From the Yale Law School Information Society Project, Lisa Larrimore Ouellette has written a compelling companion article that highlights many of the important issues she recently discussed at a presentation delivered at Oxford University.
Click here to download the article.
To provide our readers with a preview and overview of the truly important read for trademark practitioners and intellectual property law academics alike, we borrow from the abstract she has used to describe the thesis and contents of the 52 page paper, a paper sure to be receiving much justified attention in the coming months in the legal community and the IP law community in particular.
Borrowing from her abstract, her paper contends the following with respect to the value and utility of the Google Search Engine and its ability to function as a primary reliable source when seeking to determine the strength of a trademark and the likelihood that a particular trademark will be or is being confused with another trademark or several existing trademarks:
"The
strength of a trademark — the extent to which consumers view the mark as
identifying a particular source — is difficult to evaluate in practice.

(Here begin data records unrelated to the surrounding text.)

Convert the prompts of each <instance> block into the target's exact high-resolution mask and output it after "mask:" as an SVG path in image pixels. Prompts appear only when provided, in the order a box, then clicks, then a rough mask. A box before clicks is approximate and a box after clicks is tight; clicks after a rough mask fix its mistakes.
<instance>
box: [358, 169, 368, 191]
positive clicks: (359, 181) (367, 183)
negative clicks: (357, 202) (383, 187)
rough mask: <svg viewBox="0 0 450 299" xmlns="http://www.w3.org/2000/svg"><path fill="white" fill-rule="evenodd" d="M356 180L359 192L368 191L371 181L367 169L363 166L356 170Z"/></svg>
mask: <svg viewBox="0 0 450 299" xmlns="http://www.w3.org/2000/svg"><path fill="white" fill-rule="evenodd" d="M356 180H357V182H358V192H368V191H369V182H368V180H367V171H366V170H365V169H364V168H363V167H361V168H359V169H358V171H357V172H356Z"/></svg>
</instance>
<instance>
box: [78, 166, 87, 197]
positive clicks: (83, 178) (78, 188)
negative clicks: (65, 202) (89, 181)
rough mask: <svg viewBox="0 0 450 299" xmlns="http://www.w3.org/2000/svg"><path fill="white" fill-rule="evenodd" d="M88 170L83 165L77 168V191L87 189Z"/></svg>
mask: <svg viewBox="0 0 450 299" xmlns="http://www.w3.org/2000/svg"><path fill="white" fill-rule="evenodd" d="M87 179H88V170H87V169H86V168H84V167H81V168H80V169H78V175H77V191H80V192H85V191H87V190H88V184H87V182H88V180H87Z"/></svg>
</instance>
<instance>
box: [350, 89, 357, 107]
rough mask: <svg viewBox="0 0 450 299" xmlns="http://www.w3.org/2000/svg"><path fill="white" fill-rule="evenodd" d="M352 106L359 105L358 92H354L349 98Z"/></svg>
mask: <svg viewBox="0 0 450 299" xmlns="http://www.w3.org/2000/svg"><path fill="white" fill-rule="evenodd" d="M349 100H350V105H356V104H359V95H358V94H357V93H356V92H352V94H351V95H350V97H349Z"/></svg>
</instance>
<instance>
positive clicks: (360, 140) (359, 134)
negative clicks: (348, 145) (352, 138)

Assessments of “inherent distinctiveness” are highly subjective, survey
evidence is expensive and unreliable, and other “commercial strength”
factors such as advertising spending are poor proxies for consumer
perceptions. Courts often fall back on heuristics and intuition rather
than precise logical analysis.
But there is a simpler way to
determine whether, when people look for a mark, they mean to find a
certain product: Google. Google dominates the web search market by
correctly predicting what people think of when they type a word or
phrase, and Google results thus can increase the predictability and
accuracy of the subjective tests in trademark law. Courts have generally
given online search results little weight in offline trademark
disputes. But the key factual questions in these cases depend on the
wisdom of the crowds rather than expert judgment, making Google’s
“algorithmic authority” highly probative.
Through a study of
federal trademark cases and contemporaneous search results, I argue that
Google can generally capture both prongs of the test for trademark
strength: if a mark is strong — either inherently distinctive or
commercially strong—then many top search results for that mark relate to
the source it identifies. The extent of search overlap between two
different marks can also be relevant for assessing the likelihood of
confusion of those marks. In the cases where Google and the court
disagree, I argue that Google more accurately reflects how consumers
view a given mark." (Ouellette, Lisa Larrimore, The Google Shortcut to Trademark Law (January
3, 2013). Available at SSRN: http://ssrn.com/abstract=2195989).
As the Internet and Internet searches become an increasingly ubiquitous part of our society and their use as evidence in trials and as part of the trademark examination process increases, it will be interesting to see how the thesis presented in this paper holds up and whether courts and administrative agencies are resistant to the role of internet searches increasing and as such reticent of these online tools being given too much recognition or probative value in determinations of trademark strength and likelihood of confusion with other trademarks.